王小波散文《一只特立独行的猪》原文
插队的时候,我喂过猪、也放过牛。假如没有人来管,这两种动物也完全知道该怎样生活。它们会自由自在地闲逛,饥则食渴则饮,春天来临时还要谈谈爱情;这样一来,它们的生活层次很低,完全乏善可陈。人来了以后,给它们的生活做出了安排:每一头牛和每一口猪的生活都有了主题。就它们中的大多数而言,这种生活主题是很悲惨的:前者的主题是干活,后者的主题是长肉。我不认为这有什么可抱怨的,因为我当时的生活也不见得丰富了多少,除了八个样板戏,也没有什么消遣。有极少数的猪和牛,它们的生活另有安排。以猪为例,种猪和母猪除了吃,还有别的事可干。就我所见,它们对这些安排也不大喜欢。种猪的任务是交配,换言之,我们的政策准许它当个花花公子。但是疲惫的种猪往往摆出一种肉猪(肉猪是阉过的)才有的正人君子架势,死活不肯跳到母猪背上去。母猪的任务是生崽儿,但有些母猪却要把猪崽儿吃掉。总的来说,人的安排使猪痛苦不堪。但它们还是接受了:猪总是猪啊。

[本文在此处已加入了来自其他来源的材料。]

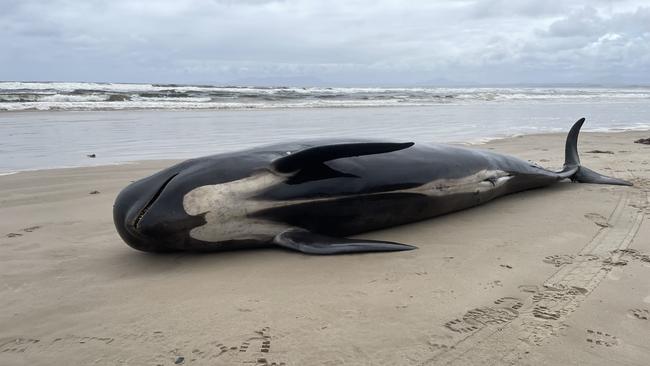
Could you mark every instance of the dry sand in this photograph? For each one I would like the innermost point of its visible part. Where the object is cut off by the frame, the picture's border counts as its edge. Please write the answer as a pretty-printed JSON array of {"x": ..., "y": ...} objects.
[{"x": 553, "y": 276}]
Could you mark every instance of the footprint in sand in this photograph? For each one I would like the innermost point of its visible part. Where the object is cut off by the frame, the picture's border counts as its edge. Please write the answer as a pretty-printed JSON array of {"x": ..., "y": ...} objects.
[
  {"x": 600, "y": 338},
  {"x": 598, "y": 219},
  {"x": 506, "y": 310},
  {"x": 558, "y": 260},
  {"x": 26, "y": 230},
  {"x": 31, "y": 229},
  {"x": 641, "y": 314},
  {"x": 16, "y": 345}
]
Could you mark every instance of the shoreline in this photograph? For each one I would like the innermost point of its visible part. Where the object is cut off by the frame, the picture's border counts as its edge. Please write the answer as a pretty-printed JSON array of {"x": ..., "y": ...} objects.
[{"x": 637, "y": 133}]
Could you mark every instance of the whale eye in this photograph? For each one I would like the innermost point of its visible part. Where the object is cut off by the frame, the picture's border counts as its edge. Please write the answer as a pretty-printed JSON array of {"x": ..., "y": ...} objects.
[{"x": 145, "y": 209}]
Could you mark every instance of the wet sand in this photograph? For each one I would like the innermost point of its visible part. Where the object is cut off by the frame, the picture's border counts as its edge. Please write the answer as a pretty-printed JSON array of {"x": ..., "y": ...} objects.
[{"x": 551, "y": 276}]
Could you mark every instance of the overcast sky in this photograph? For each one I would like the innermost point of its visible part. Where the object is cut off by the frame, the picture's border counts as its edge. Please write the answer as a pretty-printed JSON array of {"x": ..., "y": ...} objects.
[{"x": 328, "y": 42}]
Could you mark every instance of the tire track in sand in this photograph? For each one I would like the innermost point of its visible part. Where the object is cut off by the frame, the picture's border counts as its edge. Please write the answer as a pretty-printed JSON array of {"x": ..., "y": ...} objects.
[{"x": 543, "y": 313}]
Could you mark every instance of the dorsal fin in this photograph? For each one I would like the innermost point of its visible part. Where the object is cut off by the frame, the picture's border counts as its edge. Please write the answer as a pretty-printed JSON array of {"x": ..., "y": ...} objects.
[{"x": 320, "y": 154}]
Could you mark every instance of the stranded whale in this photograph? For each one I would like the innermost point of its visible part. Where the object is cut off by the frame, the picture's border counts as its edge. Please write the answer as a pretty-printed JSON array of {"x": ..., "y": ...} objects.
[{"x": 308, "y": 196}]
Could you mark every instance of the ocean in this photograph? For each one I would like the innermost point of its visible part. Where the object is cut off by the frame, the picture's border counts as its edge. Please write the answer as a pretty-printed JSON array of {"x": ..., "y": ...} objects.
[{"x": 52, "y": 125}]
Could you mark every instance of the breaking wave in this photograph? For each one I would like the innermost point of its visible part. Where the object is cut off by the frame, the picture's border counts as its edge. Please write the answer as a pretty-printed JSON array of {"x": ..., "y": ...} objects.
[{"x": 20, "y": 96}]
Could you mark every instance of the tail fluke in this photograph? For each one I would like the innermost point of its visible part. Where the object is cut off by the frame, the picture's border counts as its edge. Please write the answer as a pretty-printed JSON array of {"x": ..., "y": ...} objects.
[{"x": 573, "y": 169}]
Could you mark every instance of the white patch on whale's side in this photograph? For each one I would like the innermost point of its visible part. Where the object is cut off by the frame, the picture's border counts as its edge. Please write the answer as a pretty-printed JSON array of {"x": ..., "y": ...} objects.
[{"x": 227, "y": 206}]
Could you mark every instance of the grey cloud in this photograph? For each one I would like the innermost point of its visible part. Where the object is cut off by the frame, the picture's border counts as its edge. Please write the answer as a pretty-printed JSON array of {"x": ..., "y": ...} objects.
[{"x": 350, "y": 42}]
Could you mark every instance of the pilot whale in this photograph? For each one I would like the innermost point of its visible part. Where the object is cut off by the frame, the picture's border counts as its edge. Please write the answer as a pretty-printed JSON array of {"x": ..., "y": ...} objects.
[{"x": 309, "y": 195}]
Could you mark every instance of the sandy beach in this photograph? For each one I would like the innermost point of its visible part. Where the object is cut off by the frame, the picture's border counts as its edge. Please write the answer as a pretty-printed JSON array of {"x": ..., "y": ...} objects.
[{"x": 554, "y": 276}]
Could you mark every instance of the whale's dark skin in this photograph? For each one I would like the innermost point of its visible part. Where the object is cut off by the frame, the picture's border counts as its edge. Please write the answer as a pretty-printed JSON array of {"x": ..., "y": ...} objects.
[{"x": 308, "y": 196}]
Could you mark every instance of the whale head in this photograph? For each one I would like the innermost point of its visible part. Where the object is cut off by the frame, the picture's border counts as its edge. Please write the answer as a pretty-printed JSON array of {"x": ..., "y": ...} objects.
[{"x": 149, "y": 214}]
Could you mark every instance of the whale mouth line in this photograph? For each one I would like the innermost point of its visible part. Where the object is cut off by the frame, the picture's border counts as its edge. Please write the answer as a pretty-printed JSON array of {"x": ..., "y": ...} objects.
[{"x": 145, "y": 209}]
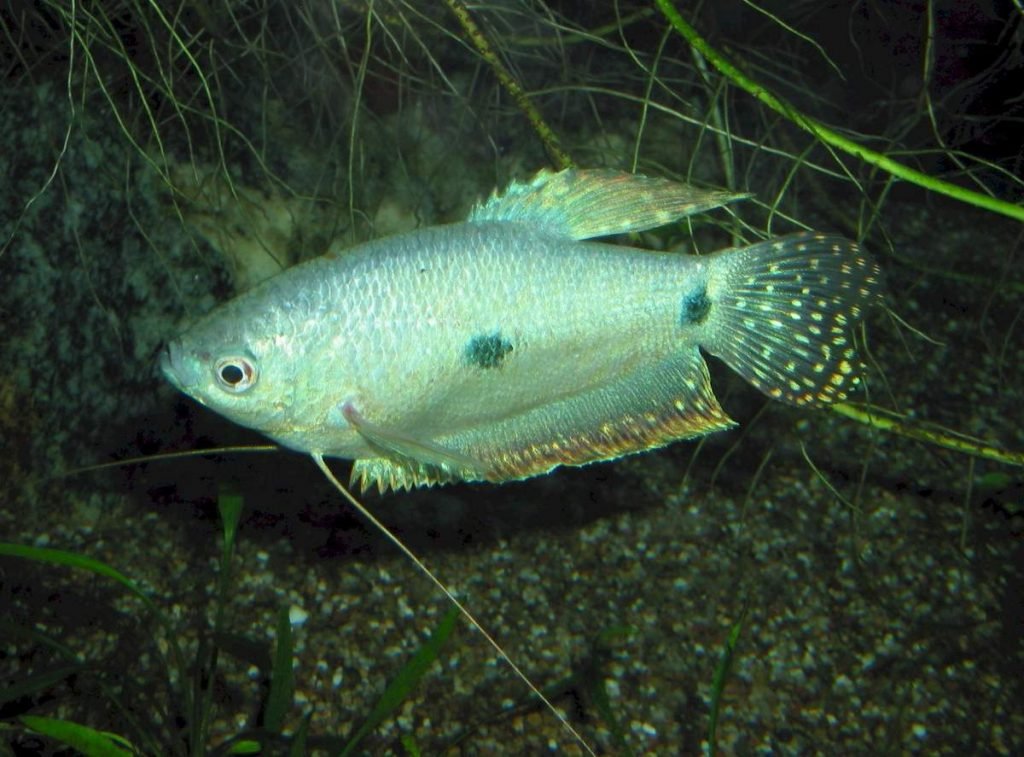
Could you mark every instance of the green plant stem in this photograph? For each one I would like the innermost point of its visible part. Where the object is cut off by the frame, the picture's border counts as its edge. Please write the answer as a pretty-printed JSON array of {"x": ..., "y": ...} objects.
[
  {"x": 826, "y": 135},
  {"x": 479, "y": 41}
]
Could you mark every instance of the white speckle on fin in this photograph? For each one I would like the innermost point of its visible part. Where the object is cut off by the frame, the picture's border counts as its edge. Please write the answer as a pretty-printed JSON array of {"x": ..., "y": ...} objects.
[{"x": 583, "y": 204}]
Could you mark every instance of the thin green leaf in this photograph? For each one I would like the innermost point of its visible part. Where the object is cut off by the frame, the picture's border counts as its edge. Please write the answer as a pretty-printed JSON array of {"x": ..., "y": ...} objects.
[
  {"x": 70, "y": 559},
  {"x": 229, "y": 506},
  {"x": 718, "y": 683},
  {"x": 282, "y": 678},
  {"x": 88, "y": 741},
  {"x": 407, "y": 679},
  {"x": 246, "y": 746}
]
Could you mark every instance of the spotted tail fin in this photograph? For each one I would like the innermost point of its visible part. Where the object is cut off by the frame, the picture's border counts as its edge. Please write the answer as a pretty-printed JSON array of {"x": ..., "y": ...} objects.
[{"x": 782, "y": 311}]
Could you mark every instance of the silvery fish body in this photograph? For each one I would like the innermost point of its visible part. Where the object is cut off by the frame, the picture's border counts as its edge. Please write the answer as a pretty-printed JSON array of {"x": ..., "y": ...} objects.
[{"x": 503, "y": 346}]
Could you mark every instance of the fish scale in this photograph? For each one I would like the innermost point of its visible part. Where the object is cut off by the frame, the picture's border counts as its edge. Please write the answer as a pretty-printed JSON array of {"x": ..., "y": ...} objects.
[{"x": 503, "y": 346}]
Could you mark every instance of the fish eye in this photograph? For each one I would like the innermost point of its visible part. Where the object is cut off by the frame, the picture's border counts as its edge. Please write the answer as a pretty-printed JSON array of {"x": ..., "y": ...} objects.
[{"x": 235, "y": 374}]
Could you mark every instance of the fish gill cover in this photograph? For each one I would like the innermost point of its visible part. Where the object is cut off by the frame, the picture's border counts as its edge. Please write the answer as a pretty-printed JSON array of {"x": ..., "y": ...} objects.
[{"x": 160, "y": 159}]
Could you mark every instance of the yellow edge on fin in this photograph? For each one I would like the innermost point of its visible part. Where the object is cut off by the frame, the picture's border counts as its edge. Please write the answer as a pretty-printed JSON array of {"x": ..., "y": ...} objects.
[{"x": 584, "y": 204}]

对生活做种种设置是人特有的品性。不光是设置动物,也设置自己。我们知道,在古希腊有个斯巴达,那里的生活被设置得了无生趣,其目的就是要使男人成为亡命战士,使女人成为生育机器,前者像些斗鸡,后者像些母猪。这两类动物是很特别的,但我以为,它们肯定不喜欢自己的生活。但不喜欢又能怎么样?人也好,动物也罢,都很难改变自己的命运。

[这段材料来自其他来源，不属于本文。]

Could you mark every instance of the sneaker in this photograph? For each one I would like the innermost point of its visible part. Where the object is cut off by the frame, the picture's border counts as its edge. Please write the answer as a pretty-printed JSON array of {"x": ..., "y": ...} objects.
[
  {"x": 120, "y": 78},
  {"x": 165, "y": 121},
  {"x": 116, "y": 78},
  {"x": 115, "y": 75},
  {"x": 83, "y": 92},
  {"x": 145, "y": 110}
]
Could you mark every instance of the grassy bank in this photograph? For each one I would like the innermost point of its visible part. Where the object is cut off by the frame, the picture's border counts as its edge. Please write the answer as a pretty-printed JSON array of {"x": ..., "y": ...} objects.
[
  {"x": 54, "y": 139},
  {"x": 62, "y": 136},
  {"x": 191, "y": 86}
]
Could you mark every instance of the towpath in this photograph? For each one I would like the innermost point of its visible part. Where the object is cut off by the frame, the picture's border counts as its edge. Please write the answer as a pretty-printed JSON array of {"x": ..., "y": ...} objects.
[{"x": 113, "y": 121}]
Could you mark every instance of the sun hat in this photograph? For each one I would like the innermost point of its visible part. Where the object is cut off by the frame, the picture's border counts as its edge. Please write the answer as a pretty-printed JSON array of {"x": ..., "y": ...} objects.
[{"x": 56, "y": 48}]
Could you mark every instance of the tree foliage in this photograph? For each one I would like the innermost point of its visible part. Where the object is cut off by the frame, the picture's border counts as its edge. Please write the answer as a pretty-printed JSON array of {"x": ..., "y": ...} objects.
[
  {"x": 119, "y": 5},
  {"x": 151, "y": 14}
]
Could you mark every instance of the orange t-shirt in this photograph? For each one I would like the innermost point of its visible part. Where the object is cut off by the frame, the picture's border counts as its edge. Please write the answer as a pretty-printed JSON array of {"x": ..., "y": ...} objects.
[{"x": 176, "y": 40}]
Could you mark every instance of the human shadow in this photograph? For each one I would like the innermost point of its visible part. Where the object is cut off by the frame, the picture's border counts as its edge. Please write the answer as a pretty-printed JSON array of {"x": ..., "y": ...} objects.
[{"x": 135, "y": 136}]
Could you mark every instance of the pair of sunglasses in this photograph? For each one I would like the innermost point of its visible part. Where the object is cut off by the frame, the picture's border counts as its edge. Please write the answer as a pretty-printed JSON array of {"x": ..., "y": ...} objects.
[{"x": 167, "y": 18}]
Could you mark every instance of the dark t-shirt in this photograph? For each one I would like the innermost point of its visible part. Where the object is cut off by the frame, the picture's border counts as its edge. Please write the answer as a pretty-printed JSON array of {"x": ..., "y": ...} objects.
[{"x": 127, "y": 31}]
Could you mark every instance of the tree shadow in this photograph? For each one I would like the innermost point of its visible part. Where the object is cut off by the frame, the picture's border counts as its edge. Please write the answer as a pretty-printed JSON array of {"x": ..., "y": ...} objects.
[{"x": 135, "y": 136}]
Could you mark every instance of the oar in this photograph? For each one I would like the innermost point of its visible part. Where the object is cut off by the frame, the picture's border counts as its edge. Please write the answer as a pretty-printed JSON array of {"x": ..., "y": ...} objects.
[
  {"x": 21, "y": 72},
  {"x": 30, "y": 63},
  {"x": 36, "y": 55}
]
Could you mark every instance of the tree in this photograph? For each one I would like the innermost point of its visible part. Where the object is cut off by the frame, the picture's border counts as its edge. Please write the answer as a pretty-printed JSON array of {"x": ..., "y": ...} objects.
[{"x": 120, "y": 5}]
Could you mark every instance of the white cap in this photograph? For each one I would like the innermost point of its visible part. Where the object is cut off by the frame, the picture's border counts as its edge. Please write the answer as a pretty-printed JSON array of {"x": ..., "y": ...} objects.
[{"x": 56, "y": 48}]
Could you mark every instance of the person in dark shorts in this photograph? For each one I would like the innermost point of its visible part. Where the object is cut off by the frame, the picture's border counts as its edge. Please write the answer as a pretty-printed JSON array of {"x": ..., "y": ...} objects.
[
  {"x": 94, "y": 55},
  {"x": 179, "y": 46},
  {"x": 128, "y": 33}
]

以下谈到的一只猪有些与众不同。我喂猪时,它已经有四五岁了,从名分上说,它是肉猪,但长得又黑又瘦,两眼炯炯有光。这家伙像山羊一样敏捷,一米高的猪栏一跳就过;它还能跳上猪圈的'房顶,这一点又像是猫——所以它总是到处游逛,根本就不在圈里呆着。所有喂过猪的知青都把它当宠儿来对待,它也是我的宠儿——因为它只对知青好,容许他们走到三米之内,要是别的人,它早就跑了。它是公的,原本该劁掉。不过你去试试看,哪怕你把劁猪刀藏在身后,它也能嗅出来,朝你瞪大眼睛,噢噢地吼起来。我总是用细米糠熬的粥喂它,等它吃够了以后,才把糠对到野草里喂别的猪。其他猪看了嫉妒,一起嚷起来。这时候整个猪场一片鬼哭狼嚎,但我和它都不在乎。吃饱了以后,它就跳上房顶去晒太阳,或者模仿各种声音。它会学汽车响、拖拉机响,学得都很像;有时整天不见踪影,我估计它到附近的村寨里找母猪去了。我们这里也有母猪,都关在圈里,被过度的生育搞得走了形,又脏又臭,它对它们不感兴趣;村寨里的母猪好看一些。它有很多精彩的事迹,但我喂猪的时间短,知道得有限,索性就不写了。总而言之,所有喂过猪的知青都喜欢它,喜欢它特立独行的派头儿,还说它活得潇洒。但老乡们就不这么浪漫,他们说,这猪不正经。领导则痛恨它,这一点以后还要谈到。我对它则不止是喜欢——我尊敬它,常常不顾自己虚长十几岁这一现实,把它叫做“猪兄”。如前所述,这位猪兄会模仿各种声音。我想它也学过人说话,但没有学会——假如学会了,我们就可以做倾心之谈。但这不能怪它。人和猪的音色差得太远了。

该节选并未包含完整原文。